When the thermistor is applied to temperature detection, the used measuring circuit mostly adopts a bridge circuit to measure, a user applies voltage to the thermistor in the measuring circuit, the voltage passes through the thermistor to generate output voltage, a tester can judge the current resistance value according to the output voltage and estimate the temperature sensed by the thermistor corresponding to the resistance value.
However, when the thermistor detects temperature, a voltage source needs to be additionally applied to the thermistor to effectively detect temperature, and the resistance value and the temperature change of the thermistor belong to nonlinear changes, so that the temperature range is limited, and the stability of the detected temperature is insufficient. In addition, the thermistor is fragile and generates heat during use, so the applicable range of the thermistor is limited during temperature measurement.

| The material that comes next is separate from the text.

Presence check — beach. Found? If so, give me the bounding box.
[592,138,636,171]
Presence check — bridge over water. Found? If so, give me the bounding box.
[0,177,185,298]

In view of the above, the present invention provides an infrared sensor to overcome the above problems.
Disclosure of Invention
The present invention provides an infrared sensor, wherein a thermal sensing layer can transmit temperature to a thermoelectric layer, so that the thermoelectric layer generates electric energy according to the temperature, and the temperature can be determined according to the change of the electric energy of the thermoelectric layer without external voltage, thereby effectively detecting the infrared temperature.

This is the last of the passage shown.